The Canoe Lake Ice-Out Contest page has some recent pictures of a very frozen-looking Canoe Lake and a link to an Algonquin Park page discussing the history of ice-out on Lake Opeongo. Algonquin Park staff have started their spring ice and road conditions report. This is especially interesting to anyone planning an early trip to some of the more remote access points. Stay tuned to this blog for more pictures - we're going into the park tomorrow!

Wednesday, April 08, 2009

Spring is over, winter has returned

I've had a few calls today from optimistic souls who thought they might go on an Easter weekend canoe trip in Algonquin Park. Regrettably, I had to inform them that they might consider hiking or even a little snowshoeing.

While the heavy rains of last week gave some hope that lakes might open early, winter has reappeared. On Monday, the temperature dropped and 10 to 15 cm of fresh snow fell in and around the park. We're thinking late April average ice-out.

Thursday, April 02, 2009

Big hole spotted in Opeongo Lake

Satellite view of Opeongo, Cedar and Lavielle area from March 31.

I saved this for April 2 because nobody would have believed it if I posted yesterday. AO's Opeongo Store manager, Jerry Schmanda, took a bicycle ride up Opeongo Lake the other day to check on ice conditions. He reported that the ice surface was very firm, although there is soft ice near shore. North of Bates Island, Jerry observed several large pressure cracks and a most unusual large circular patch of open water, roughly 50 metres in diameter. On the fuzzy satellite image above, those of you who know Opeongo will notice a dark patch just north of the location of Bates Island. This, we believe, is the hole.
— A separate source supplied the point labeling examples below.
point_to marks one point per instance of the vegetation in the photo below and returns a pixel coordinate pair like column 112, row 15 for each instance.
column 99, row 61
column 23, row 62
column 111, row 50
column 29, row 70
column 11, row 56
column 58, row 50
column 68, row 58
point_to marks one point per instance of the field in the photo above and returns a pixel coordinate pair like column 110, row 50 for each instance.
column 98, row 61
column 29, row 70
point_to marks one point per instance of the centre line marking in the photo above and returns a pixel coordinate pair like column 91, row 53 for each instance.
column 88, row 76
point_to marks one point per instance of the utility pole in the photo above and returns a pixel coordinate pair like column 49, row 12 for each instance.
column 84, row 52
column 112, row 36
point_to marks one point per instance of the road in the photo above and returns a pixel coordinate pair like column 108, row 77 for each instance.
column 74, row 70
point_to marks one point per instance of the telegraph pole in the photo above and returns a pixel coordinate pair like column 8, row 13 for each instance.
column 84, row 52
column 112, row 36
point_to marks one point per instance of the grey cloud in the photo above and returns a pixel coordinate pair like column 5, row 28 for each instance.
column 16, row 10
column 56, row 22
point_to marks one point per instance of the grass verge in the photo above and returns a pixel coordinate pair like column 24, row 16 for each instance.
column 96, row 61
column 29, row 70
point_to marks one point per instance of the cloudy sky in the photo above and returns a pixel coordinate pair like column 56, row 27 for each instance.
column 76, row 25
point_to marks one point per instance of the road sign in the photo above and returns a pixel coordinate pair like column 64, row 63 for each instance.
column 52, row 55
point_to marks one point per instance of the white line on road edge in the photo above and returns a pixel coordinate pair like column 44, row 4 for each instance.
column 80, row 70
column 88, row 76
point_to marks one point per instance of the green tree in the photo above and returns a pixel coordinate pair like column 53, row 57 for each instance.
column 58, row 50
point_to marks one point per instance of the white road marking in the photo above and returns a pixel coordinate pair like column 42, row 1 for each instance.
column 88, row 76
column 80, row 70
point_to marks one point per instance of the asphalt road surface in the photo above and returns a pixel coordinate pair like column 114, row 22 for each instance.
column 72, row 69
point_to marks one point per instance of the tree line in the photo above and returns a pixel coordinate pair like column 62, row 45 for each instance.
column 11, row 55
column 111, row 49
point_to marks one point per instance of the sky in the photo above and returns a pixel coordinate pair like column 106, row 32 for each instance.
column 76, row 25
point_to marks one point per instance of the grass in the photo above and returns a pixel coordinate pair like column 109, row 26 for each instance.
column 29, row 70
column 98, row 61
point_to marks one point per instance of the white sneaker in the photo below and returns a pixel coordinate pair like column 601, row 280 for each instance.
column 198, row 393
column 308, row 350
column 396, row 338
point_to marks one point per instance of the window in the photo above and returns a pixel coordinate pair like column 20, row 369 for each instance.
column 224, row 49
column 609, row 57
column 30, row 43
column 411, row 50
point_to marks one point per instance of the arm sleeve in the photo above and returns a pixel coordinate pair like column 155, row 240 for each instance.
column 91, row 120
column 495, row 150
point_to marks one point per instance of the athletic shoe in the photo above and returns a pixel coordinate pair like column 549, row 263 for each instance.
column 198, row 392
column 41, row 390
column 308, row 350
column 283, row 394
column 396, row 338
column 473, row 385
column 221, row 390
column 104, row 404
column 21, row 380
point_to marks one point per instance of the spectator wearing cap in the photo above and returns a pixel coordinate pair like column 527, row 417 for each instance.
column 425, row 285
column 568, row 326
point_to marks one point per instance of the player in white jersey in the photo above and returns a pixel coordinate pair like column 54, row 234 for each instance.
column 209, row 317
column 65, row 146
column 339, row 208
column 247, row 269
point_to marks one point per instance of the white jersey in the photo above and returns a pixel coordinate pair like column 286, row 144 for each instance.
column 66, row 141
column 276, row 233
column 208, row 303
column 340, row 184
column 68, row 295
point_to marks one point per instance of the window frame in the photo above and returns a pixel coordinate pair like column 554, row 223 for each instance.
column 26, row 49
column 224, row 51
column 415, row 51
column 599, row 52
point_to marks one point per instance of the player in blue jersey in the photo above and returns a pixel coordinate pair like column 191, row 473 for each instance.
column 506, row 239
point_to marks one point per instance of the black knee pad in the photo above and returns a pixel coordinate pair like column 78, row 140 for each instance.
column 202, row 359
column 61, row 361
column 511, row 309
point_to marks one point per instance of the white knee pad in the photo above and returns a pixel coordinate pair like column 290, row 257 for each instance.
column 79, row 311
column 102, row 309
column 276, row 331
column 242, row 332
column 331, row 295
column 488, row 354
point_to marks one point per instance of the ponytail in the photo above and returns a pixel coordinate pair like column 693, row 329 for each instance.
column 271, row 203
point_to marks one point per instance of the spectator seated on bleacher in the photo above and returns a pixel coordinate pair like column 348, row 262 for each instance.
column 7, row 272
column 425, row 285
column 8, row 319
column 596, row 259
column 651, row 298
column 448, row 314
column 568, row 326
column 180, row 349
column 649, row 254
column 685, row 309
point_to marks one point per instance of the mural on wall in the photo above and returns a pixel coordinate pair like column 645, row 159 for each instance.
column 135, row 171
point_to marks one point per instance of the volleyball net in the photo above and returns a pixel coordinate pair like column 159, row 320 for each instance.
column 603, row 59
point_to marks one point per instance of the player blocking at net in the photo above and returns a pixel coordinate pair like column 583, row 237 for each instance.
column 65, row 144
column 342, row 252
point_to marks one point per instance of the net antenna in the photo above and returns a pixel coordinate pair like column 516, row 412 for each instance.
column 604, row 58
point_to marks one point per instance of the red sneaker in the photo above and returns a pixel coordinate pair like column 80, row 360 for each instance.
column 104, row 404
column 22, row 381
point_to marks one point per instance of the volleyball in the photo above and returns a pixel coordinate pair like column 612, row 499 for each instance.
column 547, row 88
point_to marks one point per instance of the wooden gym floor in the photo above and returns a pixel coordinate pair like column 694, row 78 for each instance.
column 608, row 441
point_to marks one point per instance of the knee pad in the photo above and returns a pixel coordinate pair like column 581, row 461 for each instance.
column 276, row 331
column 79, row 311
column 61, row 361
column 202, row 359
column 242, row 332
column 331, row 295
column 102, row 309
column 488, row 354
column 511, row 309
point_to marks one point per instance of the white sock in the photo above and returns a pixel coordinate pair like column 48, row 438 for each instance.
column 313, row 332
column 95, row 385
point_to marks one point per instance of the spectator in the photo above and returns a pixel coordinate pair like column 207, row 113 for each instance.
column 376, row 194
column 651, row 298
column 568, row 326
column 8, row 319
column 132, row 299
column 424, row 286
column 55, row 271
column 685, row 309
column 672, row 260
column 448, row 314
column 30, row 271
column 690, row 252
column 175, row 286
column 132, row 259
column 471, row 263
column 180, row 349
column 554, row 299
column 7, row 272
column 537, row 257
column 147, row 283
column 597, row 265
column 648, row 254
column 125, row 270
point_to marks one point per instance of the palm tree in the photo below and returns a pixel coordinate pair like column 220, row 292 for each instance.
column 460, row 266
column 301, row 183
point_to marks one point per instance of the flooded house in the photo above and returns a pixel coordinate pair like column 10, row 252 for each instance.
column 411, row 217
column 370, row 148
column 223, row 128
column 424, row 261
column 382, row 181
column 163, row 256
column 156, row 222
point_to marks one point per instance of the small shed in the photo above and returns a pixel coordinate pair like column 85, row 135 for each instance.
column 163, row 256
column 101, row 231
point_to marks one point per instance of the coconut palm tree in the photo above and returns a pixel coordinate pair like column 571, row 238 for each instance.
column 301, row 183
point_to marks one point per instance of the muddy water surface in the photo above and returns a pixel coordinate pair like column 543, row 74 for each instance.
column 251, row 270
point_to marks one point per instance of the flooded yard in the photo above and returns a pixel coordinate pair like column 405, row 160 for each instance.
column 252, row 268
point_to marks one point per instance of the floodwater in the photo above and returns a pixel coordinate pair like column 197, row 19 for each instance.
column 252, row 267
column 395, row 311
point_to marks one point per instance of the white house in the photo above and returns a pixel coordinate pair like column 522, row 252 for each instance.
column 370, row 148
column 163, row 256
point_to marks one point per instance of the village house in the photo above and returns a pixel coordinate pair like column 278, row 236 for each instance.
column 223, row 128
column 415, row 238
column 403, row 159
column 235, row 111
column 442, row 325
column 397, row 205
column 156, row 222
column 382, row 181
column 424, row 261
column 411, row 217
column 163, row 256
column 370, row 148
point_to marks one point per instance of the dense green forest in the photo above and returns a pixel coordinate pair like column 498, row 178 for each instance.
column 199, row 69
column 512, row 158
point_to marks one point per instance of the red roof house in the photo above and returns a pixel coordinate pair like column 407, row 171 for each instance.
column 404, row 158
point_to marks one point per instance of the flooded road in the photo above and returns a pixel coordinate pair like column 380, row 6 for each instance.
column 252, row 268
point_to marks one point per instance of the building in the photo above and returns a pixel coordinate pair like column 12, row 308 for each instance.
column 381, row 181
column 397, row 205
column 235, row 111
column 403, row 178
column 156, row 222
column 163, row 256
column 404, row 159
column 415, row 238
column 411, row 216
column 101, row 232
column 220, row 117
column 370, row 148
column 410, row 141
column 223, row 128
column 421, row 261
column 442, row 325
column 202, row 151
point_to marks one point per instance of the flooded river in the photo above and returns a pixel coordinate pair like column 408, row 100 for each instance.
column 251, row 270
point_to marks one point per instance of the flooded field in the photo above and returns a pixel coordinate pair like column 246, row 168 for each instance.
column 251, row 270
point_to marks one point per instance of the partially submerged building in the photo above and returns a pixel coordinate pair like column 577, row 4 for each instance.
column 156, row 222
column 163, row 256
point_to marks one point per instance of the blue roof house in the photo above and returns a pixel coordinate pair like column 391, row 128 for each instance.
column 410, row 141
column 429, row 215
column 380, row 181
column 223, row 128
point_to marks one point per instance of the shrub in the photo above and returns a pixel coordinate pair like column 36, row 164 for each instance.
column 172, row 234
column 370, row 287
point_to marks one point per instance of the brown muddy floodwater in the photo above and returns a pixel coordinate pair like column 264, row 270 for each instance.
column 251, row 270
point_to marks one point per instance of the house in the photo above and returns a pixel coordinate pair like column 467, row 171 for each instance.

April 2 and the quinzee built for Winter Fun Day is still standing (sort of).

What are conditions like in Algonquin Park at the moment? Pretty typical for the time of year. There is still snow in the bush, though south-facing slopes are bare. Streams and rivers are open, with very high water levels. Lakes are still frozen, though starting to look a little grey. There are many signs of spring - I've even seen several robins.

Oxtongue Lake on April 2. Still frozen solid!